Earlier this week the New York Times had an important op-ed piece by Perri Klass with implications, I think, for architects and designers. Entitled “Why Handwriting is Still Essential in the Keyboard Age,” Dr. Klass made a compelling argument that writing by hand—far from being unnecessary in our increasingly digital age—is a crucial development tool for young minds.
Klass cited a study by Dr. Virginia Berninger, a professor of educational psychology at the University of Washington, who believes that “handwriting, forming letters by hand, engages the mind, and that can help children pay attention to written language.” According to Berninger, the key to learning to write well might start by learning to physically form letters. It starts, in other words, with the hand.
This piece reminded me of a number of conversations I’ve had over the years with (usually older) architects and designers, who would often complain: “Nobody draws anymore!” By nobody, of course, they meant no one who went to design school after the introduction of the computer. Both Milton Glaser and the late Michael Graves, two designers who could draw like fiends, used to insist that their hands were hardwired to their brains. As a result, they drew to think, to ideate, to problem solve. For them, and countless others brought up on the primacy of the hand, Klass’s essay could just as easily have been retitled, “Why Drawing is Still Essential to Designers in the CAD Age.”

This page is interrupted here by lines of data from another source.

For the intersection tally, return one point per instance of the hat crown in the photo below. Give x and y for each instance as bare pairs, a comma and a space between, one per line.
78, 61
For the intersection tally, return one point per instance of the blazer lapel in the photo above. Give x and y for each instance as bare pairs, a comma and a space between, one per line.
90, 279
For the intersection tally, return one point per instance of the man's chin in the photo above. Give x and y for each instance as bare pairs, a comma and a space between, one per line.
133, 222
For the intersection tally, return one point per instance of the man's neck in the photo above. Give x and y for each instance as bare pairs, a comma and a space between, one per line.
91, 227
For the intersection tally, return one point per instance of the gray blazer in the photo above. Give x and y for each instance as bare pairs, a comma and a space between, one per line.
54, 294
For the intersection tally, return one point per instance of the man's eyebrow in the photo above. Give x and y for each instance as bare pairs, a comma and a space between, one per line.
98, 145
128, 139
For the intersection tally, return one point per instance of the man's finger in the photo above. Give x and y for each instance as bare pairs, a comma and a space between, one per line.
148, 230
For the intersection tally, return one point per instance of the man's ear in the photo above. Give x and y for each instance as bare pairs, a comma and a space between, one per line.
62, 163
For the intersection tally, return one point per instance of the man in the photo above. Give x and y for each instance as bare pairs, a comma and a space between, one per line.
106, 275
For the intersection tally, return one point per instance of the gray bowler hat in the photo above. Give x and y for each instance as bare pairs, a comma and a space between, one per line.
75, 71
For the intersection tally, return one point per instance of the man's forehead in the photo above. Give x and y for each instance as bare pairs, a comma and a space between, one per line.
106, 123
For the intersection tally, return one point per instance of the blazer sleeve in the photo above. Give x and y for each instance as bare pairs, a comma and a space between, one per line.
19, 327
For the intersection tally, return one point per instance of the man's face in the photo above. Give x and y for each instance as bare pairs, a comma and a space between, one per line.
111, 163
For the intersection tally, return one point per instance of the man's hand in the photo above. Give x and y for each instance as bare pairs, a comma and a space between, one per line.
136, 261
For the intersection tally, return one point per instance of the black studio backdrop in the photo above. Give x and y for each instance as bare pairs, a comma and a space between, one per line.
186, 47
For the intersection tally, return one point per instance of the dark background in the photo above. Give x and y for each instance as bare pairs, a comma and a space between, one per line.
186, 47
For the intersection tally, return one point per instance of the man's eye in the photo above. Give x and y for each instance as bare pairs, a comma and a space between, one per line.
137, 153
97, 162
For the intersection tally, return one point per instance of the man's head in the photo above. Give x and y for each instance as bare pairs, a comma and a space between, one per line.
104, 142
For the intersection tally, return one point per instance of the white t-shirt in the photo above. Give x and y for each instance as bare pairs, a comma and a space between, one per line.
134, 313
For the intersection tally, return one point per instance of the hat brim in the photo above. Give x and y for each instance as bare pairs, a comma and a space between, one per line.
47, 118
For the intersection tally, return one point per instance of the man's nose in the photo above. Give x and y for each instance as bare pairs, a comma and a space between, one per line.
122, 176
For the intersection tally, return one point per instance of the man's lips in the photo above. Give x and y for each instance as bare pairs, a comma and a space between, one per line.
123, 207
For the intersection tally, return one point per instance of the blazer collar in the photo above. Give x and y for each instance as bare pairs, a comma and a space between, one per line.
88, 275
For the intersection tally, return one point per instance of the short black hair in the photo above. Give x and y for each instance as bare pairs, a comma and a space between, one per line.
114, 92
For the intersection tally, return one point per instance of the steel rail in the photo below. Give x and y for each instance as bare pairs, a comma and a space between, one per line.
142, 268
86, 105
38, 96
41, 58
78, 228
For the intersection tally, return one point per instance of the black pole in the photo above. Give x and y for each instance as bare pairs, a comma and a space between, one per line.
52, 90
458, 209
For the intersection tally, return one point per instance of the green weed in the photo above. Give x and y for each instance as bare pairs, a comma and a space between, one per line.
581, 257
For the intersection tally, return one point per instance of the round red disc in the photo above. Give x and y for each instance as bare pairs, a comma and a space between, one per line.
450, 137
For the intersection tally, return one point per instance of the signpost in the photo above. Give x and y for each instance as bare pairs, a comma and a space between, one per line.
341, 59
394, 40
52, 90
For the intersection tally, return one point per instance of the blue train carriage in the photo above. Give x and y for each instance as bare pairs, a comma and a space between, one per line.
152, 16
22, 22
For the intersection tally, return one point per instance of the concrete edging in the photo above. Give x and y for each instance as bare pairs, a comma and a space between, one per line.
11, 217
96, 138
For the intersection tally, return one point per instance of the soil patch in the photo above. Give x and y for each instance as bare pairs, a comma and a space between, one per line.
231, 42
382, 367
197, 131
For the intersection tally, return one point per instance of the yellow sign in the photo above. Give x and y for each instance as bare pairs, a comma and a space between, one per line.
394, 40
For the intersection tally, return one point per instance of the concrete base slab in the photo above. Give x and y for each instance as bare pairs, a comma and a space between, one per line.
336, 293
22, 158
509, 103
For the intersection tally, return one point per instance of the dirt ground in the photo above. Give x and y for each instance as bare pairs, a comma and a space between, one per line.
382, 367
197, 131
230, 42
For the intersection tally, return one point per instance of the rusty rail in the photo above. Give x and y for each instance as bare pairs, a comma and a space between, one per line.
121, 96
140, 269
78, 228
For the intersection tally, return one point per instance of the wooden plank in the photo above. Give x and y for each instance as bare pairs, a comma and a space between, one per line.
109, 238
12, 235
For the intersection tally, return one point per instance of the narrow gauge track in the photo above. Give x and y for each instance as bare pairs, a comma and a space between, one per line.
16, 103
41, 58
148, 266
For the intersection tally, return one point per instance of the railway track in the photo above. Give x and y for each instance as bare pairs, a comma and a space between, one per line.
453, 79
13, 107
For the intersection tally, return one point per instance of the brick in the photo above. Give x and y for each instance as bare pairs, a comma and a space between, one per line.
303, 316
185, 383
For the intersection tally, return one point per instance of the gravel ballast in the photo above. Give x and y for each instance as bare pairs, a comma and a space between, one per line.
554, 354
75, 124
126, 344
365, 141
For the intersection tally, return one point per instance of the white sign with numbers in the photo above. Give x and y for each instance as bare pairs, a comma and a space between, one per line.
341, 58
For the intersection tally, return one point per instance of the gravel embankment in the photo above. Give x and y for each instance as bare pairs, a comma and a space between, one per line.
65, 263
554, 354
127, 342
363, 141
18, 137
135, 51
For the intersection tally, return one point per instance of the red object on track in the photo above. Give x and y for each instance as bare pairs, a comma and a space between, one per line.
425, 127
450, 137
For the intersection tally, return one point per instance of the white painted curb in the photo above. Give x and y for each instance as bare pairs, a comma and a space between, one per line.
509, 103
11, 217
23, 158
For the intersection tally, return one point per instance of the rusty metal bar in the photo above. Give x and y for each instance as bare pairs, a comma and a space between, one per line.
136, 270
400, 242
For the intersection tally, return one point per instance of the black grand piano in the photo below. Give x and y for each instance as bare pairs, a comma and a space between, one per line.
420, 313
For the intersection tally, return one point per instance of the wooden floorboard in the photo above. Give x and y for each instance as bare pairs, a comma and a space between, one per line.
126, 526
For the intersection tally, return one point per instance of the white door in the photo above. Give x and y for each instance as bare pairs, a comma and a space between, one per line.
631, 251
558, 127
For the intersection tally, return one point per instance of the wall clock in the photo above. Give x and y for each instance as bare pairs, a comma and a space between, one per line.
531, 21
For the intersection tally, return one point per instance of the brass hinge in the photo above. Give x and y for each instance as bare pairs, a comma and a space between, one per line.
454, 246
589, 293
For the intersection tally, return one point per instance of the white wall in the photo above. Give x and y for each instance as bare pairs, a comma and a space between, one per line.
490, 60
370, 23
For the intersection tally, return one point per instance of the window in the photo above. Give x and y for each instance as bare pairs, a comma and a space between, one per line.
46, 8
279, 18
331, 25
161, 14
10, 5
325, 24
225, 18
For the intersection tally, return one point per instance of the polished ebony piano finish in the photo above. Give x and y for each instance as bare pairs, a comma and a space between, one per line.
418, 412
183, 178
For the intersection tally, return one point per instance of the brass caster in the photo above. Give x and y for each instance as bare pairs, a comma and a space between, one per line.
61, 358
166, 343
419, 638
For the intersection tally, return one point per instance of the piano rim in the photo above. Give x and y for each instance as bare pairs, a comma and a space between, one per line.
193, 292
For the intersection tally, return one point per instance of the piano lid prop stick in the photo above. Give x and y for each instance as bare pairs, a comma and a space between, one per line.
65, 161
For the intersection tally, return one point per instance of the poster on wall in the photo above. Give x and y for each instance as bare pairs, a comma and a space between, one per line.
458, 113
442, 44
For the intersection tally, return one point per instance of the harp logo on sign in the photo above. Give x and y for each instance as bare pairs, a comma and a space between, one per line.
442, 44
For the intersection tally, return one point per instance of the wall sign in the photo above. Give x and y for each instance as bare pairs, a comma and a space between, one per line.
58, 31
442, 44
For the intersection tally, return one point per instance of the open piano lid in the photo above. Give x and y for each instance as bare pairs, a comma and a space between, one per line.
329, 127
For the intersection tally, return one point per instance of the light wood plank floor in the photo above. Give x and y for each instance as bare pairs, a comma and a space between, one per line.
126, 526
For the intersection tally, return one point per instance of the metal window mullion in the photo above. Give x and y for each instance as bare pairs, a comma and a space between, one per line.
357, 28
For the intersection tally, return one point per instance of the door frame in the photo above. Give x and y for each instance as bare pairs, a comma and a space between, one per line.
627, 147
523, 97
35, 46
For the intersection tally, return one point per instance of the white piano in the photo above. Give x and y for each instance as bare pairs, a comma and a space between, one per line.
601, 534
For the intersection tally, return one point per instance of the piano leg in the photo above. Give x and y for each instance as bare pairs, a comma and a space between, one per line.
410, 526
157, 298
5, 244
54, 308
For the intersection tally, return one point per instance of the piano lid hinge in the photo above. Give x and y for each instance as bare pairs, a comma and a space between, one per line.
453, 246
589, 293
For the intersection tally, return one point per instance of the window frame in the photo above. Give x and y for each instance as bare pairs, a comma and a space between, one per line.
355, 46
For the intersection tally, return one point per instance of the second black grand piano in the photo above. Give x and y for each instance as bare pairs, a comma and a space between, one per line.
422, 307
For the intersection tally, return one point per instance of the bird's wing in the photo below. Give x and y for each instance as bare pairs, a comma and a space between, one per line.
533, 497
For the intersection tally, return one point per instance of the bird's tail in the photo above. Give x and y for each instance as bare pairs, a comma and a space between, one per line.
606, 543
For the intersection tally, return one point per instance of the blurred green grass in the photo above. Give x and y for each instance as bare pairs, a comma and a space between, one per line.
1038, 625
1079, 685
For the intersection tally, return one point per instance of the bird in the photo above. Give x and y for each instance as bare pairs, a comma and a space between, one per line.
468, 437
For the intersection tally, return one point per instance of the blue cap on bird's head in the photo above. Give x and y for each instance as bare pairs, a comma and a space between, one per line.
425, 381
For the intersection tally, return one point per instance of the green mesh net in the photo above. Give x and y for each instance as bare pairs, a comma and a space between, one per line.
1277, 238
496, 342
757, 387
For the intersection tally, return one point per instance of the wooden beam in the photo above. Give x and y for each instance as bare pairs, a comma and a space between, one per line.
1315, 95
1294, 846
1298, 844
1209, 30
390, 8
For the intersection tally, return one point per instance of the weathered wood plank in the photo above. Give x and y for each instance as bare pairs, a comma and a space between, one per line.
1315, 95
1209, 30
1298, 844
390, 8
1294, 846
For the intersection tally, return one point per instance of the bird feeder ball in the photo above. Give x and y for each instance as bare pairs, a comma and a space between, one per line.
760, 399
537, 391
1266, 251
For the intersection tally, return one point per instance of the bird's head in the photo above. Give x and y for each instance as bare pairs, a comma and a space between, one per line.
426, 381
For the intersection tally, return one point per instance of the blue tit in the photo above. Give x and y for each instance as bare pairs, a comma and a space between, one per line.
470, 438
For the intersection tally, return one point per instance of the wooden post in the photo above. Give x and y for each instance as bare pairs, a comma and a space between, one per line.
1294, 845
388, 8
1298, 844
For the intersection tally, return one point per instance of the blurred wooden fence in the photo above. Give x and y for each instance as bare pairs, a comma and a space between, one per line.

But the truth is, younger architects and designers continue to draw. I know this because I will occasionally ask them, quite randomly, “Do you still draw?” and their slightly taken back response (it’s like I’ve asked them if they still bathe) suggests some intimacy with drawing. And I can also attest that most casual meetings with them will invariably involve a point being illustrated in real time with pen and napkin. Lunch, at a restaurant with paper tablecloths, tends to produce at least one sketched floor plan.
What I don’t think post-computer designers do, as Graves and Glaser and others did, is draw continually through the process. It was never their primary problem solving tool. They’re less likely to have a long series of process drawings, and instead might have a few, maybe as few as even one or two, signpost drawings that mark creative progress.
It’s hard to know how this streamlined, less hand-inspired process changes the final product (it’s certainly a lot faster, and we’re twenty years into it anyway) but surely it must. It’s also impossible to know exactly what we’ve lost in the transition from hand to mouse. But it feels like something essential, something almost primal, is slipping away. The hand-head connection is a neural path literally as old as the human body. “For typically developing young children,” Klass writes, “typing the letters doesn’t seem to generate the same brain activation.” Which makes me wonder: do today’s designers, especially the ones who jump (too) quickly into Sketchup, create the same brain activation? As someone who can’t draw a lick, I certainly hope so.